NYT: Means Testing for Medicare
“If taking care of the poor is the real value in welfare programs, those programs should be sold as such to the electorate. We shouldn’t give wealthier people benefits just to “trick” them, for selfish reasons, into voting for greater benefits for everyone, the poor included.”
“Means testing” — cutting back on payments to the relatively wealthy — is one way to better allocate benefits. For health care costs, this could be done by expanding Medicaid, which is focused on the needs of the poor, and making it an entirely federal program rather than one partly paid for by the states. At the same time, the government would need to limit the growth of Medicare, which is universally applied to all elderly people; as a segment of American society, the elderly are relatively wealthy. With limited resources, it would be better to reallocate health care subsidies toward the poor, whether they are young or old.
“Targeted social benefits have been used successfully around the world. Mostly for fiscal reasons, Finland, Sweden, Britain and Australia all have moved toward a greater use of targeted benefits for those who need them.”
“The best option is probably to tie the size of Medicare benefits to a person’s lifetime income, which is relatively easily measured and hard to game, rather than to one’s income or assets in any current year. In essence, higher earners would receive lower benefits instead of facing the prospect of higher taxes, as current trends predict. This policy reflects an ethic of individual responsibility — namely, that people who have earned well throughout their lives should be expected to take care of themselves, precisely so that the truly unfortunate can be helped.”

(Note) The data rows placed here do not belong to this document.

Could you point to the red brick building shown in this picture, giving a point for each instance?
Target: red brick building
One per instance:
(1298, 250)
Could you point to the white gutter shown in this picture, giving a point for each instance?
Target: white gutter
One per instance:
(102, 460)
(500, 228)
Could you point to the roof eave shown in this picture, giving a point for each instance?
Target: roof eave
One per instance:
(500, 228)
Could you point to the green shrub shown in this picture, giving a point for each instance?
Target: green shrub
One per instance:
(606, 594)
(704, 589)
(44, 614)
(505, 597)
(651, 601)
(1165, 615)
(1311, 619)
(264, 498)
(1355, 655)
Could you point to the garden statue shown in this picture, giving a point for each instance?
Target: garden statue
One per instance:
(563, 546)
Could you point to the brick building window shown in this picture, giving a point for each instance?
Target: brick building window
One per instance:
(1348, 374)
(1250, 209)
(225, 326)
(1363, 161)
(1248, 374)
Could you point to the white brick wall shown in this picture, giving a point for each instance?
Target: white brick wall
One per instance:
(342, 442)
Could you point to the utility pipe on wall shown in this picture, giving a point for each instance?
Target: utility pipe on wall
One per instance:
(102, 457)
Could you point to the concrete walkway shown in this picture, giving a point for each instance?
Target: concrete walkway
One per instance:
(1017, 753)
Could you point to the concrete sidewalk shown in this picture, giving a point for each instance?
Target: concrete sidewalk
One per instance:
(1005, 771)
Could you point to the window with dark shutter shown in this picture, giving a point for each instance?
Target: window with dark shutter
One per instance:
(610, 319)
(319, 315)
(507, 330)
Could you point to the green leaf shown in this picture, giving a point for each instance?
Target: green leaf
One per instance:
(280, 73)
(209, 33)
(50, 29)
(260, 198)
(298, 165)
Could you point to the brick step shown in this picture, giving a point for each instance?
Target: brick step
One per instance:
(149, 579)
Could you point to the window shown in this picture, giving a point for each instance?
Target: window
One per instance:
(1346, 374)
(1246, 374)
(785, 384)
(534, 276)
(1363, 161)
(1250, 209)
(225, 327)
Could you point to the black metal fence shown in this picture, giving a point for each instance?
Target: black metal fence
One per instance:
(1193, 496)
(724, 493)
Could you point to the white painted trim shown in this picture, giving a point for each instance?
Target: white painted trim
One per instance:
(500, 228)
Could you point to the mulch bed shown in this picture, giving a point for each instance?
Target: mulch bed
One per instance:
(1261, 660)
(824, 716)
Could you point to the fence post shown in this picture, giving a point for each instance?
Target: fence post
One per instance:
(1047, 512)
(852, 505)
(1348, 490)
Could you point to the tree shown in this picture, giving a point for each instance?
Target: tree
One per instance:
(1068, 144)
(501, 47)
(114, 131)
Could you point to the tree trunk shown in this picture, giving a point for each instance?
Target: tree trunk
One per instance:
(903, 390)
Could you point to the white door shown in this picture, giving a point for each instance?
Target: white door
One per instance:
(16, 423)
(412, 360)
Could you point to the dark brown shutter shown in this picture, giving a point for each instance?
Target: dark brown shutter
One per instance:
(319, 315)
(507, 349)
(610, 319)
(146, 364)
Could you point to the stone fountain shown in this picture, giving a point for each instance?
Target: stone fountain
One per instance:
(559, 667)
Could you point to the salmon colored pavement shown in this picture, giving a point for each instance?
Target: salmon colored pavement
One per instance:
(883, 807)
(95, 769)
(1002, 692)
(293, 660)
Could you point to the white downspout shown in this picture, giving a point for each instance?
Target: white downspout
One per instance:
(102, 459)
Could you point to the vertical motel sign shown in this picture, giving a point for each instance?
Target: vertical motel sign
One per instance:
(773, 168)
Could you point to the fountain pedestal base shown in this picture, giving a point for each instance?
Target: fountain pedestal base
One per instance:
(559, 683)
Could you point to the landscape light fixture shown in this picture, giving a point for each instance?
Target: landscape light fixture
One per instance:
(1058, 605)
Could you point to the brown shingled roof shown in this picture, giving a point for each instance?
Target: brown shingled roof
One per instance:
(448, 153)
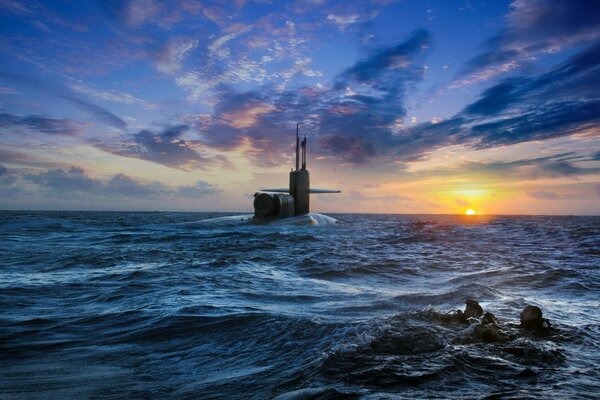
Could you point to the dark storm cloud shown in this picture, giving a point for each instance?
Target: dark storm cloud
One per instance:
(41, 124)
(165, 147)
(498, 97)
(60, 182)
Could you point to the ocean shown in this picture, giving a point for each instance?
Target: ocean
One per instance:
(103, 305)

This article should be sobering to anyone who thinks that government involvement in the provision of health care for the needy is inherently unsustainable. The truth is that medicare has grown into a micro single-payer system, without the access restrictions that are necessary to keep such a system from running itself bankrupt. An ethically sound health care system, even one that doesn’t require centralization or rationing, is possible so long as public benefits are targeted to those who truly could not afford care otherwise. We don’t need to force the government’s hand completely away from health care and pretend that private charity would make everything work. We just need a system that draws more rational distinctions between private and public funding of health care, with the latter going only to the truly unfortunate. If the government covered the bill only for the poor, we wouldn’t see such a huge problem with the reimbursement rates that are paid for their care. Physicians would likely see the ethical legitimacy in being reimbursed at lower rates for this much smaller portion of the population, while the rest of the population pays fees that are determined in the market and are ultimately more sustainable. You have the innovation, flexibility, and efficiency of a private system, with a safety net for those at the bottom. I can only hope that this is discussed in the coming election, or at least once the victor has taken office.